21 December 2015 11:00
Lack of skills and funding hold back start-ups
Britain's start-up revolution is being undermined by a skills shortage and continued difficulties obtaining finance, according to a new poll of entrepreneurs by the Institute of Directors.
The first ever survey of the IoD 99 network - a group of more than 650 entrepreneurs under the age of 35 - has revealed that finding skilled employees and accessing scale-up finance are the most important issues for Britain's start-ups.
The IoD poll found that 42% of the entrepreneurs surveyed say they have trouble hiring people with the right skills, and 39% cite difficulties accessing finance as a potential barrier to growth.
More than half (53%) said that money from family members had been instrumental in getting their business off the ground, while 56% had used personal unsecured finance, like credit cards, and a further 45% had used money from friends.
The survey also investigated the motivations of entrepreneurs and found that 21% said the primary reason for starting their business was to have a "positive social impact", 22% said they wanted to work for themselves and 36% said they wanted to build a successful company.
Jimmy McLoughlin, Deputy Head of Policy at the IoD, said:
"The start-up revolution has taken hold in Britain like nowhere else in Europe.

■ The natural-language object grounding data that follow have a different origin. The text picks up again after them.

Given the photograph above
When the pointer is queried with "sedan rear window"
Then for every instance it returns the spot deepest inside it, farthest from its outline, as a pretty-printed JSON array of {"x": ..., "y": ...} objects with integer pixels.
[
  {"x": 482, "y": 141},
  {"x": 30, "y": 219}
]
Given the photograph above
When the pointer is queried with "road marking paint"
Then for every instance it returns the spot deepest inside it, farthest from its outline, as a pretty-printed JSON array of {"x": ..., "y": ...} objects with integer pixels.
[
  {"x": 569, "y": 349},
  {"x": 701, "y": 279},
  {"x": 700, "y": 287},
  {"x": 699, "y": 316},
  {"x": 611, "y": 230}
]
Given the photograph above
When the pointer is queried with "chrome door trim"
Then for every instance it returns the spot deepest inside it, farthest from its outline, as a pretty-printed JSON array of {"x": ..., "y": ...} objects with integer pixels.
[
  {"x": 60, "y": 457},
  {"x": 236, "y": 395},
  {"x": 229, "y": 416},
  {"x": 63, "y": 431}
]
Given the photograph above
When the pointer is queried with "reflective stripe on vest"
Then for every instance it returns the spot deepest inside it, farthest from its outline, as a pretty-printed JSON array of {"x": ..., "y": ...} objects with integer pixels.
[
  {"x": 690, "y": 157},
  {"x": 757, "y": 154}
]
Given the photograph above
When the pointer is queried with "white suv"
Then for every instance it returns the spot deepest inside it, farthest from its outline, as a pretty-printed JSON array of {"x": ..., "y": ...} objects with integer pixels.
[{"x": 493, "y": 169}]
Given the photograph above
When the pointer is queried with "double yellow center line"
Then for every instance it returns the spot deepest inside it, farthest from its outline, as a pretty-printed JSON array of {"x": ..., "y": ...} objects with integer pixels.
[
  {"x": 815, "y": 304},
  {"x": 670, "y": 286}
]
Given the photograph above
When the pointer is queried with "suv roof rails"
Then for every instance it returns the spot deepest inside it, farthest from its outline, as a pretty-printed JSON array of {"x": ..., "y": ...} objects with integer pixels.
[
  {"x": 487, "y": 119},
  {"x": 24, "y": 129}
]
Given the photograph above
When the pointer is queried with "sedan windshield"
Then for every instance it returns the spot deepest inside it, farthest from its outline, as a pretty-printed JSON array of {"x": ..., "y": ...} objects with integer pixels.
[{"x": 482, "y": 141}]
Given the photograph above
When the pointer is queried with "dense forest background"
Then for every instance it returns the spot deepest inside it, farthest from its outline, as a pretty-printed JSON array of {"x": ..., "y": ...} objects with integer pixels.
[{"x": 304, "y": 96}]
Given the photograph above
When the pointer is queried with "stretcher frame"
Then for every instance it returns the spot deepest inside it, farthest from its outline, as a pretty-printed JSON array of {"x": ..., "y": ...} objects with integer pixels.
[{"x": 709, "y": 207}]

With so many young, exciting and cutting-edge businesses having popped up in recent years, it is vital to harness their potential and create the next raft of world-leading companies. Finding people with the right skills, and tapping into the right mix of finance will be the biggest factors in achieving scale-up success. For start-ups, overcoming these obstacles can be the difference between success and failure."
The IoD has called for the Government to open up the "equity economy" to make it easier for savers to invest in young companies and turn Britain's fledgling start-ups into scale-ups. The business group has also warned politicians against imposing arbitrary restrictions on the UK immigration system, which will make it harder for growing firms to bring in skilled workers from around the world.